Source code for parce.rule

# -*- coding: utf-8 -*-
#
# This file is part of the parce Python package.
#
# Copyright © 2019-2020 by Wilbert Berendsen <info@wilbertberendsen.nl>
#
# This module is free software: you can redistribute it and/or modify
# it under the terms of the GNU General Public License as published by
# the Free Software Foundation, either version 3 of the License, or
# (at your option) any later version.
#
# This module is distributed in the hope that it will be useful,
# but WITHOUT ANY WARRANTY; without even the implied warranty of
# MERCHANTABILITY or FITNESS FOR A PARTICULAR PURPOSE.  See the
# GNU General Public License for more details.
#
# You should have received a copy of the GNU General Public License
# along with this program.  If not, see <https://www.gnu.org/licenses/>.


"""
Replacable rule item objects and helper functions.

Instead of a fixed pattern, action and target you can use dynamic rule items,
which are replaced before, during and after lexing the text.

Dynamic rule items can adjust the rule to the lexicon argument, the match
object of the regular expression match (if a rule matches) or the matched text.

Rule items that depend on the lexicon argument are already evaluated *before*
the lexicon is first used. Rule items that depend on the text or the match
object are evaluated *during* lexing when a rule matches. *Dynamic actions*
are evaluated *after* lexing, when generating tokens.

Rule items may not inject arbitrary values in rules; for validation purposes it
must always be clear what kind of items a rule could contain before it is used.
So in most cases a :func:`select` function will be used with a predicate that
returns the index of the item to select.

There are also some helper functions that generate output directly, with no
special behaviour afterwards.

The following rule items and helper functions are available:

"""


import operator
import re

from . import regex
from . import ruleitem


__all__ = (
    'ARG', 'MATCH', 'TEXT', 'anyof', 'arg', 'bygroup', 'call', 'chars',
    'derive', 'dselect', 'findmember', 'gselect', 'ifarg', 'ifeq', 'ifgroup',
    'ifmember', 'ifneq', 'pattern', 'select', 'target', 'using', 'words',
)


ARG = ruleitem.VariableItem('arg')
"""The lexicon argument.

"""

MATCH = ruleitem.VariableItem('match', (lambda m, n: m.group(m.lastindex + n)))
"""The regular expression match object.

You can access a specific group using :obj:`MATCH[n]`; groups start with 1.
Even :obj:`MATCH[n][s]` is possible, which yields a slice of the matched text
in group ``n``.

"""

TEXT = ruleitem.VariableItem('text')
"""The matched text.

You can use :obj:`TEXT[s]` to get a slice of the matched text.

"""

[docs]def call(predicate, *arguments):
    """Yield the result of calling the predicate with arguments."""
    return ruleitem.call(predicate, *arguments)
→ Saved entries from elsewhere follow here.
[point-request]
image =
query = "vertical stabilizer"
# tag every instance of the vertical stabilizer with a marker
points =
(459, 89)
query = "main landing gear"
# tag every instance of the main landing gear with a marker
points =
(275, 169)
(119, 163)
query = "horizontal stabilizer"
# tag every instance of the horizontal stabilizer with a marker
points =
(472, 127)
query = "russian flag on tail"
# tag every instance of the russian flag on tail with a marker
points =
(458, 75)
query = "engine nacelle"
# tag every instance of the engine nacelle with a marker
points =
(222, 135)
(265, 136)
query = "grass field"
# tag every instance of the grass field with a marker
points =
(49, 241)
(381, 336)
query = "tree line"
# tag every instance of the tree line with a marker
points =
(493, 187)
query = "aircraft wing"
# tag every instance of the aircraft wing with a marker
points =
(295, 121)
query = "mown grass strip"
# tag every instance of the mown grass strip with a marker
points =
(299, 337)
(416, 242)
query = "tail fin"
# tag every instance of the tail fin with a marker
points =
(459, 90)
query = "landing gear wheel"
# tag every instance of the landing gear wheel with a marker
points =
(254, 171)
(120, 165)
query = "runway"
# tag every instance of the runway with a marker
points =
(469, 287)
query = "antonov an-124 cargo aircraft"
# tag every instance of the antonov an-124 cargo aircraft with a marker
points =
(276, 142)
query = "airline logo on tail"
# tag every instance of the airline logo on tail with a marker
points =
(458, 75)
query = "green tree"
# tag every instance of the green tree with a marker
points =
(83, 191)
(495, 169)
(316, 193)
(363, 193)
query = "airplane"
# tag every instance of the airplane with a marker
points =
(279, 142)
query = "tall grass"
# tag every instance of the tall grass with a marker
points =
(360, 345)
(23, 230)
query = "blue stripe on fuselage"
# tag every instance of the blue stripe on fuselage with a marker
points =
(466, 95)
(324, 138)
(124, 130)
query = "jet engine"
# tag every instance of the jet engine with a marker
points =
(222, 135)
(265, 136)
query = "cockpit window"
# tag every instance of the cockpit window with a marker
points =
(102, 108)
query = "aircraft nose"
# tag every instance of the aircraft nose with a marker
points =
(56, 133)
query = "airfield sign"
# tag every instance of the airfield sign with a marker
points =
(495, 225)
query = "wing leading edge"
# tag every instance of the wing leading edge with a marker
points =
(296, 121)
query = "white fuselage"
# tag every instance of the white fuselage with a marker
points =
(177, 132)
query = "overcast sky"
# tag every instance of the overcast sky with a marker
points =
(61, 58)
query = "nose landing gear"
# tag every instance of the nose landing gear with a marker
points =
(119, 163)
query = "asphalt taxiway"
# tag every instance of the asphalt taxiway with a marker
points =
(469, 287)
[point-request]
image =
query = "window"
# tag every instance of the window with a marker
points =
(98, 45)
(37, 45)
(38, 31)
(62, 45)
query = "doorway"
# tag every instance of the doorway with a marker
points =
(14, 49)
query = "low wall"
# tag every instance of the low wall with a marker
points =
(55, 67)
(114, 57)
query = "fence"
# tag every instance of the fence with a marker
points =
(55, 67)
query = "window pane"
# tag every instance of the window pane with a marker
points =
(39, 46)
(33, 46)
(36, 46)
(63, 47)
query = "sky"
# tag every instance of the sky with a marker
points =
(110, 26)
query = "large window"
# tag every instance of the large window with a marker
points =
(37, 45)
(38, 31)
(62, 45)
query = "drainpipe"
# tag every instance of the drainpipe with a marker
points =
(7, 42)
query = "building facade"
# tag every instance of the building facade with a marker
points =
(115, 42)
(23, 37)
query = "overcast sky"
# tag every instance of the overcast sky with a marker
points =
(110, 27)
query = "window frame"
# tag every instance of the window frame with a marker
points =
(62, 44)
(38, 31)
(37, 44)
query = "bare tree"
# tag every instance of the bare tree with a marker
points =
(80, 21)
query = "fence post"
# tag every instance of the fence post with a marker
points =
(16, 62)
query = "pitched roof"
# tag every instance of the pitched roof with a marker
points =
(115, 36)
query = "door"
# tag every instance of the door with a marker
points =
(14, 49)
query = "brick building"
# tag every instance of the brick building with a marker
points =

[docs]def select(index, *items):
    r"""Yield the item pointed to by the index.

    In most use cases the index will be the result of a predicate function,
    which returns an integer value (or True or False, which evaluate to 1 and 0,
    respectively).

    The following example rule yield tokens for any word, giving it the Keyword
    action when the matched text could be found in the keywords_list, and
    otherwise Name.Command::

        keywords_list = ['def', 'class', 'for', 'if', 'else', 'return']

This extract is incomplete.